London-headquartered Triton is one private equity firm active in public markets. It is understood to have completed approximately €200 million of public equity investments from its 2009-vintage €2.4 billion Fund III and 2013-vintage €3.5 billion Fund IV before launching its dedicated Triton Value Fund last year. The vehicle has gathered around €110 million from Triton’s partners, friends and family, and will now push to attract more third-party capital, according to a source with knowledge of the firm.
Triton and EQT declined to comment for this piece.
Triton Value Fund has nine companies in its portfolio and has already made two exits, the source said. It aims to hold companies for three to five years, which can vary if the share price rises quickly in a short period of time.
It is unclear how the fund has performed so far.
Triton and EQT will target Northern European stock markets – a strategy that could prove key. Nordic public companies typically have a board of directors nominated on one-year terms by a committee of their largest shareholders. A private equity firm with a position on that committee would have greater opportunity to shape and interact with the company’s board than other shareholders. It’s a strategy successfully used by one of Europe’s largest activist investors, Cevian Capital.
Triton’s investments range from small stakes to ownership positions of up to 30 percent, according to its website. Deal sizes typically range from €5 million to €100 million.
“You could beat a very clearly established public market benchmark, which helps in a downturn because all you have to do is lose a little less than the others.”
Public funds also use less leverage than traditional private equity vehicles, ticking down potential returns. Triton Value Fund is expected to generate 15 to 20 percent on all capital in the vehicle this year, the source said. Public equity funds are generally open-ended as they are more liquid and charge around 0.2 percent in annual management fees, compared with the 2 percent typical of private equity.
With lower return prospects and fees, why launch such a strategy? One consideration is the business cycle, given the potential for private equity operation experts to reinforce public companies against macroeconomic headwinds.

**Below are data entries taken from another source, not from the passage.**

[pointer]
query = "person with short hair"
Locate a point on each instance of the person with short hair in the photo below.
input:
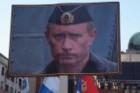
(70, 33)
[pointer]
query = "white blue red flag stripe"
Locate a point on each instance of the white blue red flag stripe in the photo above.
(50, 85)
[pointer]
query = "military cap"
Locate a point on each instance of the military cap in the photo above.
(69, 14)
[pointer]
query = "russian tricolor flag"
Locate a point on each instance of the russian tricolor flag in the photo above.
(50, 85)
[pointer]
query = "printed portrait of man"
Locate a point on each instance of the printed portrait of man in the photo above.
(70, 33)
(65, 39)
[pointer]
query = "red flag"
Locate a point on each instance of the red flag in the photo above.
(89, 85)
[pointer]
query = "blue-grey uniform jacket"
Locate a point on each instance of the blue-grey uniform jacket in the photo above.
(95, 64)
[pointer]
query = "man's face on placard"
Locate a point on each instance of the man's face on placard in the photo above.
(70, 43)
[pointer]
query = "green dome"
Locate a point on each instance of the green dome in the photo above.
(134, 42)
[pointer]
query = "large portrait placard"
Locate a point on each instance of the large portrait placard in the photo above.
(65, 39)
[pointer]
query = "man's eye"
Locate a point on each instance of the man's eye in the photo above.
(59, 36)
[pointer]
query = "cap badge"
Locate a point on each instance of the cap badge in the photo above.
(66, 18)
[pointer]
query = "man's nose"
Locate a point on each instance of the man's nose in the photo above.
(67, 44)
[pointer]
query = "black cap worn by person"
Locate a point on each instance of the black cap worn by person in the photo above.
(69, 14)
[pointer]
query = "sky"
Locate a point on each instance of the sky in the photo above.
(129, 18)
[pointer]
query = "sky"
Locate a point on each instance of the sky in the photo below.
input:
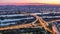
(30, 1)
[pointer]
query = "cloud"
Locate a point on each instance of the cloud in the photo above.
(31, 1)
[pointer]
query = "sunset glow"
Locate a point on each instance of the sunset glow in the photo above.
(30, 1)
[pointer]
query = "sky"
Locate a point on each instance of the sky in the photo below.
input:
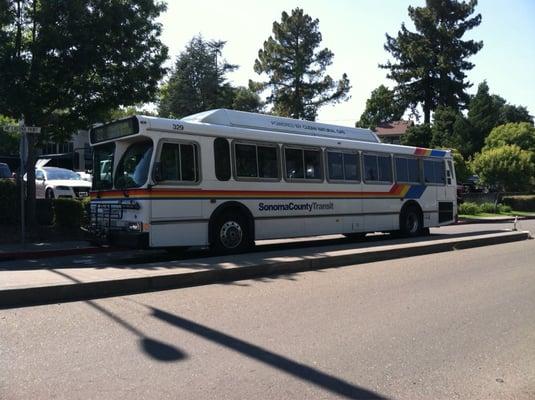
(354, 30)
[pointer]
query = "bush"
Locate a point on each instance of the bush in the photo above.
(504, 209)
(44, 211)
(520, 203)
(9, 202)
(469, 209)
(487, 208)
(69, 213)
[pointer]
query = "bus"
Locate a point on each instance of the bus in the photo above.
(225, 178)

“You could beat a very clearly established public market benchmark, which helps in a downturn because all you have to do is lose a little less than the others,” said Oliver Gottschalg, associate professor of strategy at HEC Paris and co-founder of its private equity observatory research centre. “It’s whatever strategy they pursue that’s better than an ETF-type play.”
But will LPs back these strategies? One European family office PEI spoke to said it shows GPs “will take any opportunity to raise any funds even if their strategy does not fall in its expertise.”
LPs are more likely to stick with a given managers’ private markets offerings such as credit, Rossbach added.
“The private element is rather [more] prevailing than the equity element.”